Slavery might have ended legally. But look at the history of Blacks in America - all over, not just in the South - and I can show you how a legal end to slavery did not bring about a practical end to the sub-standard treatment of a race of human beings.
But let's get away from emotion for a minute and remember history.
When the nation was formed, the debate was over whether we were a voluntary union of independant states; or if we were actually the United States of America.
If the union was voluntary, then disolving the union should be voluntary as well. If we were one unified country, then Andrew Jackson was right.
I bring Jackson in because as president during the early 1830s, he threatened to bring troops to South Carolina to stop that state from seceeding over the "Tariff of Abominations.'' Jackson, despite being a Southerner, believed the Union could not be broken.
The "tariff of Abominations'' was, simply put, a tax voted in by Congress over Southern objections that basically forced Southern planters to trade with Northern industries rather than make more money by trading with industries in England and France, which were paying a higher price for Southern goods than Northern industry could afford.
The tariff, in a sense, killed free enterprise by forcing Southern planters to profit less no matter which way they wanted to sell, and built up Northern factories by giving them access to the raw materials they needed from Southern planters without having to pay fair world-market prices.
That led to talk of seccession, and it wasn't the first time a state had threatened to seceed.
During the War of 1812, northeastern states whose shipping industry was hurting because of the war decided at the Hartford Convention to seceed from the Union if the president, James Madison, didn't imediately stop the war.
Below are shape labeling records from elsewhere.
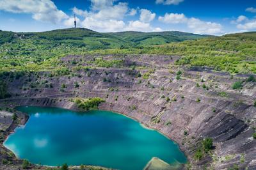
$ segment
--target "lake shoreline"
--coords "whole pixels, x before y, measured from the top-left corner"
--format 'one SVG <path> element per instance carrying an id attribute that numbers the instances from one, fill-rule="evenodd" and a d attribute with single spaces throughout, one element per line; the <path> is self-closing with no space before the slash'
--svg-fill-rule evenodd
<path id="1" fill-rule="evenodd" d="M 26 105 L 25 105 L 24 106 L 26 106 Z M 19 105 L 19 106 L 17 105 L 17 107 L 19 107 L 19 106 L 22 106 L 22 105 Z M 29 106 L 34 106 L 34 105 L 29 105 Z M 67 109 L 67 110 L 68 110 L 68 111 L 76 111 L 76 112 L 87 112 L 86 111 L 83 111 L 83 110 L 81 110 L 81 109 L 78 109 L 78 108 L 67 109 L 67 108 L 62 107 L 56 107 L 56 106 L 50 106 L 50 107 L 49 107 L 49 106 L 44 106 L 44 105 L 35 105 L 35 106 L 38 106 L 38 107 L 40 107 L 60 108 L 60 109 Z M 15 107 L 15 108 L 16 108 L 17 107 Z M 92 111 L 93 111 L 93 110 L 92 110 Z M 186 155 L 186 153 L 185 153 L 184 152 L 183 152 L 183 151 L 180 149 L 180 148 L 179 147 L 179 144 L 178 144 L 176 141 L 175 141 L 174 140 L 172 140 L 172 139 L 170 139 L 170 137 L 168 137 L 167 135 L 166 135 L 165 134 L 163 134 L 161 132 L 159 132 L 159 130 L 157 130 L 157 129 L 150 128 L 150 127 L 149 127 L 148 125 L 147 125 L 143 123 L 143 122 L 140 121 L 140 120 L 137 120 L 137 119 L 136 119 L 136 118 L 134 118 L 131 117 L 131 116 L 128 116 L 128 115 L 127 115 L 127 114 L 123 114 L 123 113 L 115 112 L 115 111 L 111 111 L 111 110 L 108 110 L 108 109 L 97 109 L 97 110 L 95 110 L 95 111 L 110 111 L 110 112 L 114 112 L 115 114 L 120 114 L 120 115 L 122 115 L 122 116 L 125 116 L 125 117 L 129 118 L 129 119 L 131 119 L 131 120 L 134 120 L 134 121 L 136 121 L 136 122 L 138 122 L 138 123 L 140 123 L 140 125 L 142 128 L 145 128 L 145 129 L 147 129 L 147 130 L 155 130 L 155 131 L 157 131 L 158 133 L 159 133 L 159 134 L 161 134 L 162 135 L 164 136 L 164 137 L 165 137 L 166 139 L 168 139 L 168 140 L 172 141 L 173 142 L 173 143 L 175 143 L 175 144 L 177 144 L 177 146 L 178 148 L 179 148 L 179 150 L 180 151 L 182 151 L 182 153 Z M 13 130 L 9 132 L 8 135 L 6 137 L 6 138 L 5 138 L 5 139 L 4 140 L 4 142 L 3 142 L 3 143 L 4 143 L 4 141 L 5 141 L 6 140 L 8 139 L 8 137 L 10 136 L 10 135 L 11 135 L 12 133 L 15 132 L 15 129 L 16 128 L 18 128 L 18 127 L 21 127 L 21 126 L 25 126 L 25 125 L 26 125 L 26 123 L 28 122 L 28 121 L 29 120 L 29 118 L 30 118 L 30 116 L 29 116 L 29 114 L 28 114 L 27 113 L 25 113 L 25 112 L 20 112 L 20 111 L 19 111 L 19 114 L 23 114 L 23 115 L 24 115 L 24 116 L 27 118 L 27 119 L 26 120 L 26 121 L 23 121 L 22 123 L 18 124 L 18 125 L 17 125 L 17 126 L 14 127 L 14 128 L 13 128 Z M 6 147 L 4 145 L 3 145 L 3 143 L 1 143 L 1 145 L 3 145 L 3 147 L 6 148 L 7 150 L 8 150 L 9 151 L 11 151 L 11 150 L 10 150 L 10 149 L 8 149 L 7 147 Z M 186 159 L 187 159 L 186 155 Z M 16 158 L 16 159 L 19 159 L 19 157 L 17 157 L 17 155 L 15 155 L 15 158 Z M 187 160 L 188 160 L 188 159 L 187 159 Z M 171 164 L 171 165 L 172 165 L 172 164 Z M 180 163 L 180 165 L 182 165 L 182 166 L 184 166 L 184 164 Z M 32 168 L 38 168 L 39 166 L 40 166 L 40 165 L 38 165 L 38 164 L 31 164 L 31 167 Z M 93 168 L 98 168 L 98 167 L 99 167 L 99 168 L 105 168 L 105 169 L 109 169 L 109 168 L 106 168 L 106 167 L 101 167 L 101 166 L 87 166 L 92 167 L 93 167 Z M 75 166 L 69 166 L 69 167 L 71 168 L 71 169 L 76 169 L 76 168 L 77 168 L 78 167 L 79 167 L 79 165 L 75 165 Z M 58 166 L 40 166 L 40 168 L 44 169 L 44 168 L 47 168 L 47 167 L 58 167 Z"/>

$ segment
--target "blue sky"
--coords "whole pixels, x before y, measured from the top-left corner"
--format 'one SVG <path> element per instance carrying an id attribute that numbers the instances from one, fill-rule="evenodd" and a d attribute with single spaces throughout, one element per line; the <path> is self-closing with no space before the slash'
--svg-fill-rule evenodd
<path id="1" fill-rule="evenodd" d="M 180 31 L 220 35 L 256 31 L 255 0 L 0 0 L 0 29 L 77 26 L 99 32 Z"/>

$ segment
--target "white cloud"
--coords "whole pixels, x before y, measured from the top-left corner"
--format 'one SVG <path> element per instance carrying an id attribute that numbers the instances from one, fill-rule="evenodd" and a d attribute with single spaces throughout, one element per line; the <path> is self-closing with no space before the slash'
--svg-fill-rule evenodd
<path id="1" fill-rule="evenodd" d="M 68 19 L 66 19 L 63 21 L 63 24 L 64 25 L 65 25 L 66 26 L 68 27 L 73 27 L 74 26 L 74 17 L 73 16 L 70 16 L 69 17 L 69 18 Z M 76 22 L 77 22 L 77 27 L 81 26 L 81 20 L 79 18 L 76 17 Z"/>
<path id="2" fill-rule="evenodd" d="M 156 17 L 156 13 L 145 9 L 140 10 L 140 20 L 143 22 L 150 22 Z"/>
<path id="3" fill-rule="evenodd" d="M 129 13 L 128 15 L 134 16 L 136 14 L 137 14 L 137 10 L 132 8 L 130 10 L 130 12 Z"/>
<path id="4" fill-rule="evenodd" d="M 223 33 L 222 26 L 220 24 L 205 22 L 195 18 L 191 18 L 188 20 L 188 27 L 196 34 L 218 35 Z"/>
<path id="5" fill-rule="evenodd" d="M 194 33 L 218 35 L 223 33 L 220 24 L 205 22 L 194 17 L 188 18 L 183 13 L 166 13 L 158 18 L 159 21 L 166 24 L 186 24 Z"/>
<path id="6" fill-rule="evenodd" d="M 88 15 L 88 13 L 87 11 L 83 11 L 82 10 L 78 9 L 76 6 L 74 7 L 72 9 L 73 13 L 76 13 L 77 15 L 80 15 L 83 17 L 86 17 Z"/>
<path id="7" fill-rule="evenodd" d="M 54 3 L 50 0 L 1 0 L 0 10 L 31 13 L 35 20 L 54 24 L 68 18 L 63 12 L 58 10 Z"/>
<path id="8" fill-rule="evenodd" d="M 231 23 L 236 24 L 236 27 L 240 29 L 241 31 L 256 29 L 256 19 L 255 18 L 249 19 L 244 15 L 240 15 Z"/>
<path id="9" fill-rule="evenodd" d="M 237 25 L 237 27 L 246 30 L 256 29 L 256 20 L 252 20 L 244 24 L 239 24 Z"/>
<path id="10" fill-rule="evenodd" d="M 90 0 L 93 10 L 100 10 L 112 6 L 116 0 Z"/>
<path id="11" fill-rule="evenodd" d="M 161 31 L 163 31 L 163 30 L 161 28 L 161 27 L 156 27 L 154 29 L 153 29 L 152 31 L 154 32 L 161 32 Z"/>
<path id="12" fill-rule="evenodd" d="M 149 23 L 143 22 L 140 20 L 129 21 L 128 26 L 125 27 L 125 31 L 148 32 L 152 30 L 152 28 Z"/>
<path id="13" fill-rule="evenodd" d="M 252 12 L 252 13 L 256 13 L 256 8 L 254 8 L 253 7 L 250 7 L 250 8 L 247 8 L 245 10 L 245 11 Z"/>
<path id="14" fill-rule="evenodd" d="M 116 32 L 124 29 L 125 24 L 122 20 L 99 20 L 93 17 L 87 17 L 81 23 L 83 27 L 101 32 Z"/>
<path id="15" fill-rule="evenodd" d="M 166 24 L 186 23 L 187 17 L 183 13 L 165 13 L 164 17 L 158 17 L 158 20 Z"/>
<path id="16" fill-rule="evenodd" d="M 184 0 L 156 0 L 156 4 L 179 4 L 179 3 L 183 2 Z"/>
<path id="17" fill-rule="evenodd" d="M 236 22 L 241 22 L 243 20 L 247 20 L 247 17 L 244 16 L 244 15 L 240 15 L 239 17 L 238 17 L 237 19 L 236 20 Z"/>

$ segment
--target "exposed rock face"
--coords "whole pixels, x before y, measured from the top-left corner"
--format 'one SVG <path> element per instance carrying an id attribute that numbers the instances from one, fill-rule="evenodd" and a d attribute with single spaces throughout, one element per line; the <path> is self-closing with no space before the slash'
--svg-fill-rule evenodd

Unfortuantely for them, the U.S. won the war before they could make their demand, and so began the end of Federalist Party in the United States.
So there was already ground work for states believing they had voluntarily joined the union, so they should be able to voluntary leave at their pleasure.
And there was already a backdrop in which Southern states had seen the United States government make laws over their objections. In fact, one of the great problems that preceeded the break was that Lincoln never bothered to campaign in the South, so sure was he that he could win the election without needing a single Southern state.
As a result, Southern voters weren't given a chance to hear Lincoln say he wasn't going to free the slaves by force.
But Lincoln's election, to Southerners, was one more sign that the United States government was going to govern without their cooperation or input. And so before Lincoln was inaugurated, Southern representatives to the United States Congress walked out - thereby losing their voice in the great debate that should have taken place in that ruling body and eliminating any chance of a compromise that might have preserved the Union.
So whatever you think about secession and the South, the bottom line was that Southern states believed they knew best how to govern themselves.
The North said no, the federal government knew best how to govern the entire country.
And that's a debate that continues on today, doesn't it?
Slavery was and is an abomination.
But this war was about so much more.
And while you're at it, remember all those Southern States that were ruled under martial law for up to five years after the Civil War; all those white Southerners who lost the right to vote during those years of martial law; and the brutal way the Federal government and Northern industrialists continued to abuse the South for decades, claiming the "spoils of victory.''
California Gov. Jerry Brown said recently that this country was the most divided it had been since the Civil War.
If he's right, the division is over the same thing it was way back then.
Not slavery, but how far government should be allowed to be involved in our every day lives.
That's just my opinion.
And, as Dennis Miller says, and I could be wrong.